These guidelines expand on the Initial
Draft Guidelines of May 3, 2015. Questions concerning
the Total Recall Track may be directed to, and will be answered
in, the Total
Recall Discussion Group.
The At-Home task will be divided into three "tests" (as defined in the guidelines) named athome1, athome2, and athome3. Each of the At-Home tests has ten topics and a single dataset, for a total of 30 topics. The datasets for the tests, respectively, contain 290,000 documents, 450,000 documents, and 900,000 documents.
Participants may conduct one or more full experiments, each of
which consists of three runs -- one for each of athome1, athome2,
and athome3 tests. Alternatively, groups with limited
resources may conduct limited experiments, each consisting of a
single run of athome1 test.
Access to the At-Home datasets, topics, and relevance assessments will be through the Assessment Server, which has been available, and will continue to be available throughout the At-Home task.

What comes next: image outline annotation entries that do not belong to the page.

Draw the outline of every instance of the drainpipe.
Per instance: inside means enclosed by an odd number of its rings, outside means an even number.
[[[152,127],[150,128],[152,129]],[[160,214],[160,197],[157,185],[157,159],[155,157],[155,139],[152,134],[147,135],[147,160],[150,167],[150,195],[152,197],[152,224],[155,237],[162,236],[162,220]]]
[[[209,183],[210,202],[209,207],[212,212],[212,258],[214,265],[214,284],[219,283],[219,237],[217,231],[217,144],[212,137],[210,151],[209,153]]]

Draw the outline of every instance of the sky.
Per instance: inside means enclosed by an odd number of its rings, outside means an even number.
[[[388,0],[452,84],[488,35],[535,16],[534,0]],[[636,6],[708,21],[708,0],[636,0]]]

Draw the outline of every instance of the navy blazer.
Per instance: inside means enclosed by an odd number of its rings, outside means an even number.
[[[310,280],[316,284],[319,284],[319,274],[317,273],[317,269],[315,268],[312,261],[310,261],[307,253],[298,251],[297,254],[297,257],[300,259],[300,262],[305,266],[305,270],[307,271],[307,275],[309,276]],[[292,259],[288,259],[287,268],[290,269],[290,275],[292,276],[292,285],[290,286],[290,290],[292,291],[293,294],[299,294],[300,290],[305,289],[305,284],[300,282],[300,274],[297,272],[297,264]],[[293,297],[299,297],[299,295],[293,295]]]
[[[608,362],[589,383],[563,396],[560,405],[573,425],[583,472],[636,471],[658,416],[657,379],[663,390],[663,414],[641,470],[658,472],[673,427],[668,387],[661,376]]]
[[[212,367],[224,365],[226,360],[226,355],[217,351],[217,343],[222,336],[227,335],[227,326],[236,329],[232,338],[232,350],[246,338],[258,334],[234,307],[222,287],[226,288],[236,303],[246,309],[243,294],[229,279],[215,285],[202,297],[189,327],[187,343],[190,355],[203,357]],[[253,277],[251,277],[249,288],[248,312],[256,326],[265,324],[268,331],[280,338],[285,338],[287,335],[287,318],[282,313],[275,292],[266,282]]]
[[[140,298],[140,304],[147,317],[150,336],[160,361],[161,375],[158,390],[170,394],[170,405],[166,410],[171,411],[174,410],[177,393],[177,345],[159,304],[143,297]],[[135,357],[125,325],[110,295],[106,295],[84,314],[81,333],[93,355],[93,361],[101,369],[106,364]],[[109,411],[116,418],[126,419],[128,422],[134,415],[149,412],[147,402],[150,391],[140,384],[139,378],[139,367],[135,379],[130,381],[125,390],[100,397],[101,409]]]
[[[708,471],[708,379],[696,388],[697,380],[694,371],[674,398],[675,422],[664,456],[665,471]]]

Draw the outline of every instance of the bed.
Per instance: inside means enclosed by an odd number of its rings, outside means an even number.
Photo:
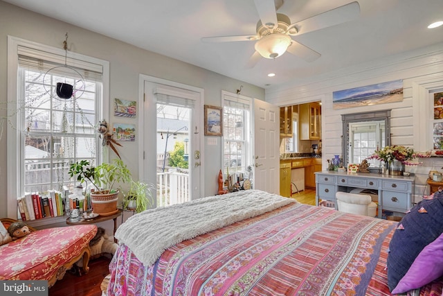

NOTE: the Assessment Server will be down on Sunday, June 28, in order to configure it with the At-Home tests.
Each participant may conduct up to six automatic full or limited
experiments, with each experiment applying a particular fully
automated method to test athome1, and, in the case of a full
experiment, also to tests athome2 and athome3. Participants should
use a meaningful name (of their own choice) for each experiment,
and enter that name as the "RUNNAME" in the Baseline
Model Implementation ("BMI") configuration file, or as the
":alias" parameter in the API, or as "Run
Alias" when using the manual Web interface.
NOTE: once an athome test run is created, its results will become part of the official TREC record. It is not possible to start over or to expunge a run.

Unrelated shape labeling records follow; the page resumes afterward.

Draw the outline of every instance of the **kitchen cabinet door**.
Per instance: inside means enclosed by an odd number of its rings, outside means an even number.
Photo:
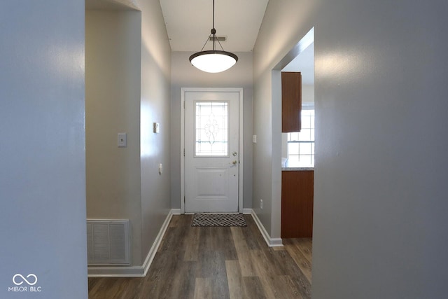
[[[281,72],[281,132],[300,132],[302,74]]]

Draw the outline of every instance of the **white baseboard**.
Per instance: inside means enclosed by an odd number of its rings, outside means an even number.
[[[281,238],[272,238],[271,236],[270,236],[267,232],[266,231],[266,229],[265,229],[265,227],[263,226],[262,223],[258,218],[258,216],[255,213],[253,209],[247,209],[251,210],[251,213],[249,214],[252,215],[252,218],[253,218],[253,221],[255,221],[257,226],[258,227],[258,230],[260,230],[260,232],[261,232],[261,235],[263,236],[263,238],[265,239],[266,244],[267,244],[267,246],[269,246],[270,247],[283,246],[283,242],[281,240]]]
[[[243,209],[243,214],[252,214],[253,211],[253,210],[252,209],[247,209],[247,208]]]
[[[149,267],[151,265],[155,253],[160,246],[162,239],[168,228],[172,217],[173,215],[180,215],[181,214],[180,209],[172,209],[169,211],[141,266],[88,267],[88,276],[89,277],[144,277],[146,276]],[[281,238],[272,238],[269,235],[253,209],[243,209],[243,214],[252,215],[252,218],[253,218],[267,246],[270,247],[283,246]]]
[[[162,239],[168,228],[169,221],[173,215],[181,214],[180,209],[173,209],[169,211],[165,221],[162,225],[159,233],[155,237],[154,243],[150,249],[144,264],[141,266],[120,266],[120,267],[88,267],[88,277],[144,277],[148,273],[149,267],[154,260]]]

Automatic experiments may interact with the assessment server either directly using its API, or using the code provided in the BMI.
Participants must certify that, for each automatic experiment:
In other words, automatic experiments must use software that, without human intervention, downloads the dataset and conducts the task end to end.
Each group may conduct one Manual At-Home experiment (whether or not they also conduct Automatic At-Home experiments). Participants conducting both manual and automatic experiments must ensure that the software to conduct their automatic experiments is frozen prior to creating any manual run.
Participants are required to track the nature and quantity of manual effort, and to submit this information before the end of the At-Home phase.
The coordinators envision that manual participants may engage in some or all of the following activities:
Participants are asked to report the general nature of these activities, to estimate the number of hours spent, on average, per topic, and to report the number of documents reviewed, per topic.
NOTE: manual participants, whether or not they manually review documents, may still avail themselves of assessments through the assessment server, using the TREC-supplied "Manual" interface, or using the API or BMI.
Each participant will be assigned an extended Group ID, which must be activated in order to conduct At-Home experiments. The GroupID will have the form GGG.XXXX where GGG is the GroupID used for practice, and XXXX is a randomly generated suffix.
To gain access to athome1, participants must sign the "TREC Total Recall Usage Agreement" and return a pdf of the signed agreement to the TREC Total Recall coordinators.
To gain access to athome2 and athome3, participants must submit the "TREC Dynamic Domain Usage Agreement," to NIST and forward the email confirming NIST's acceptance of that agreement to the Total Recall coordinators.
NOTE: Participants do not need to download
the Dynamic Domain datasets to participate in Total Recall; but
they do need to obtain permission, as some of the Total Recall
datasets are derived from the Dynamic Domain datasets. These
derivative datasets will be supplied automatically to authorized
participants by the Total Recall server.
For each experiment, participants will be required to respond to
a questionnaire, containing these questions:
Sandbox submissions will be run by the TREC Total Recall coordinators (or their delegates) on private datasets. One of the datasets that will be used consists of 400,000 email messages from the administration of a senior elected official, which have previously been classified according to statutory criteria by a professional archivist.
Other datasets and topics include test collections that are
available to, but cannot be disseminated by, the TREC Total Recall
coordinators.
Further details on Sandbox submission requirements will be
available prior to the Sandbox submission deadline of September 1.
Once participants have completed their experiments, there will be a facility for them to download a log of their submissions, as well as the official relevance assessments. Tools that compute various summary evaluation results will be provided. Participants may use this information to conduct unofficial experiments exploring "what if?" scenarios.
The TREC 2015 Total Recall Track will report a number of evaluation measures that reflect how nearly all of the relevant documents are found (i.e., completeness), as a function of the number of documents submitted to the assessment server (i.e., effort).
Generally, these measures may be grouped into "Rank measures" and "Set measures." Rank measures reflect completeness for various effort values; for example, as a gain curve, or as a summary measure such as "effort to achieve 80% recall."
Set measures, on the other hand, reflect completeness and effort at a fixed level of effort, specified by the participant's system during the run. Three such fixed levels of effort will be used: "70% (estimated) recall," "80% (estimated) recall," and "best effort." Participating runs use the "call your shot" interface to specify the point at which they estimate, respectively:
Participants who do not use the "call your shot" interface will receive no score for the set-based measures, but will be scored according to the rank-based measures.
A number of different "completeness" measures will be reported. The most obvious measure of completeness is total recall -- the fraction of relevant documents that have been submitted to the assessment server.
To mitigate known shortcomings of recall, facet-based recall will also be reported, for various facets. A facet is an identifiable subpopulation of documents; for example, highly relevant documents, documents reflecting a particular subtopic, documents of a particular type, documents from a particular subcollection, etc.
The objective is to achieve a high level of completeness on each facet, regardless of how the facets may be defined.
Participants who conduct at least one experiment (At-Home automatic, At-Home manual, or Sandbox) are eligible to attend the TREC workshop in November, to have a paper included in the TREC workbook, and to have a paper included in the final TREC proceedings. Participants may present a poster at TREC, and may be invited to speak.